The other option would be to use very large spaces and some kind of 
black box search (like SA or genetic programming). These require some 
kind of fitness function, though, and they're not as simple to program 
as one might expect, particularly for relative comparisons where you may 
want "methods that return different results but satisfy criteria". 
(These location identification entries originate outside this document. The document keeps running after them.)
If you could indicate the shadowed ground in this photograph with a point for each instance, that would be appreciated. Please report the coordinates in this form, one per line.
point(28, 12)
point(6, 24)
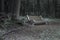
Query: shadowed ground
point(38, 32)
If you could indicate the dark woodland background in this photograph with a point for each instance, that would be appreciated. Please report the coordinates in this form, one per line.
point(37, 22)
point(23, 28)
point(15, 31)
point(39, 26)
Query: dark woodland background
point(46, 8)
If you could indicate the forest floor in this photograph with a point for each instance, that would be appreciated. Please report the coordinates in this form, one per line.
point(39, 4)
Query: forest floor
point(37, 32)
Multiobjective optimization and (for GP) coevolution would be the 
subjects of interest here, and more generally, automatic programming 
(like http://www-ia.hiof.no/~rolando/ ).

Now that I think of it, there's another approach as well: use some 
prefix to collapse most situations to a small space, then define the 
method on that small space. Forest's "sprucing up" would be an example 
of this, as (given certain preconditions), it can reduce method design 
to specifying how it behaves in the case of a Condorcet cycle among 
three candidates. However, one pays for this by a reduction in variety - 
spruced-up methods are all Condorcet (elects uncovered candidates, 
actually), so that throws LNH* out the window, for instance.
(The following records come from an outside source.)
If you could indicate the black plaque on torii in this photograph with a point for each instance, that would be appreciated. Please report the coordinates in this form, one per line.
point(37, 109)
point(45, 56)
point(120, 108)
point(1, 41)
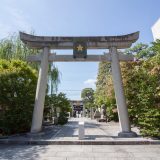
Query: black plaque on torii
point(79, 48)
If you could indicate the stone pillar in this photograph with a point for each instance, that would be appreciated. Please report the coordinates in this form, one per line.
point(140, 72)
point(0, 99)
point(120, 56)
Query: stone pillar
point(119, 95)
point(84, 111)
point(40, 93)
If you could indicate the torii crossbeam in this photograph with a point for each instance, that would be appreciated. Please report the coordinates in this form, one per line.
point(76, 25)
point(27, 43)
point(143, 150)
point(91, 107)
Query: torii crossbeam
point(99, 42)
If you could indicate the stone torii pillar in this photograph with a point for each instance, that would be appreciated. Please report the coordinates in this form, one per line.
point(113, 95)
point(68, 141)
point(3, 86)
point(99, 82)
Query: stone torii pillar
point(40, 93)
point(98, 42)
point(119, 95)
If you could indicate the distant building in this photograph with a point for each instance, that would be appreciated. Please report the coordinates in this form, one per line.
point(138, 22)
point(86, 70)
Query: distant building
point(156, 30)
One therefore arrives at the problem of determining which methods are 
different enough to be "interesting".

> Incidentally, speaking of monotonicity: I tried creating a weak form of
> LNHarm which says that adding a lower preference can't make *that*
> preference win. But I couldn't find any usable method which satisfied
> that (while failing LNHarm) and also my "raising to second place" version
> of monotonicity. That's too bad. I thought I might find something that
> would blow my mind.

Indeed, that's unfortunate.
That criterion also reminds me of Woodall's "weak IIA" criterion, which 
I've explained in an earlier post. Could your generator detect failures 
of that criterion? I haven't heard it mentioned elsewhere, so it would 
be interesting to know which methods (if any) pass it.